What Richard Weight calls the ‘very British style’ of Mod found its initial foothold in late 1950s Soho with the arrival of the jazz ‘modernists’, who defined themselves in strict opposition to the reigning gatekeepers of Trad. Modernists were wilfully brittle, stylish, working-class Cains, different in every way from the whoop-it-up trad jazz Abels. Trad – hugely and improbably popular in its day – had a predominantly middle to upper-class and purposively vulgar fanbase. In its ranks were Kingsley Amis, Philip Larkin and George Melly, who all later wrote of this time as of a lost Eden. Larkin’s jazz column for the Telegraph ran from 1961 to 1968, a period roughly coextensive with Mod’s quiet rise and noisy fall.
Trads embraced a louche, boho scruffiness (silly hats, sloppy jumpers, duffle coats), where Mods dressed with considered exactness. Trads were British to a fault (real ale, CND, the Goons) while the Mods had a magpie eye for European style, from the Tour de France to the Nouvelle Vague. Trads followed Acker Bilk, Mods worshipped Thelonious Monk: even at fifty years’ remove, you can see how sharing the same club, city or country might have been problematic. If the Oxbridgey Trads had a philosophical pin-up it was Bertrand Russell, with Freddie Ayer for real deep kicks; Mods backed the darker horse of existentialism. How much the Mod crush on continental philosophy was a pose, and how much serious engagement, is a moot point. Even as ‘mere’ pose it’s a very interesting one. In the dourly socialist cinema of the British New Wave, working-class characters are portrayed as sooty beasts of burden, life-force bruisers, 12 pints a night men; Camus-rifling aesthetes are thin on the cobbled ground...

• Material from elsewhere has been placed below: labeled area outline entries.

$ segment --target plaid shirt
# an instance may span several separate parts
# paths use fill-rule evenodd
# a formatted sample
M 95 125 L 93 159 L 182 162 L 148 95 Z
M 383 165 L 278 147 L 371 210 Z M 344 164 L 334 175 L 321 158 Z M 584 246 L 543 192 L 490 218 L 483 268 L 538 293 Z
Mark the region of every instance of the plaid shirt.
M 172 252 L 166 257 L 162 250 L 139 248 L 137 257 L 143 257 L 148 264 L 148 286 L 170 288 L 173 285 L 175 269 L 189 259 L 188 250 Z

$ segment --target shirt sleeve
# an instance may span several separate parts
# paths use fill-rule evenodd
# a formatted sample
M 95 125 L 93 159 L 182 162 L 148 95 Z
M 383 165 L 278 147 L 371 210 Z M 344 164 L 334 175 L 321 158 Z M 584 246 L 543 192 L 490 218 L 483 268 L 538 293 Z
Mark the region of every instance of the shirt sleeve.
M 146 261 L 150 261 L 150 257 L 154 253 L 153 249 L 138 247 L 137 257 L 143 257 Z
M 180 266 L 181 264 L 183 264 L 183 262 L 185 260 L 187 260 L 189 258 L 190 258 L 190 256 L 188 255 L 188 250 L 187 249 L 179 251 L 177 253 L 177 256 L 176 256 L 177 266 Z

For the Mods, as with the Situationists (awol from Weight’s index), there was a conflict between rowdy group identity and individual slant. They mixed outdoor jaunt with indoor dissipation, group jamboree with sombre reflection, and they took very small things very seriously indeed, things other people wrongly perceived as frivolous. The Mod obsession with Blue Note album sleeves and Italian fashion had the quality of fetish, in both the Marxist and ritual senses. It required near-fanatical commitment to ‘source’ the materials required for a makeover...Early Mod shared with Bauhaus an almost puritan obsession with clean style and correct design. Early Mods had a deserved rep for sartorial aloofness, which shaded into a kind of radiant anonymity. Like the ‘man of the crowd’ in Baudelaire (and Benjamin) they were in the crowd but not of it, tracking sociability like spooks instead of being haplessly caught up in it like everyone else.
Early Mods could ‘pass’ between work and play without changing their suits, which is perhaps one of the reasons they were never sent up in the culture at large...
Mod’s ‘very British style’ was initially a tasteful synthesis of American flash and European savoir faire.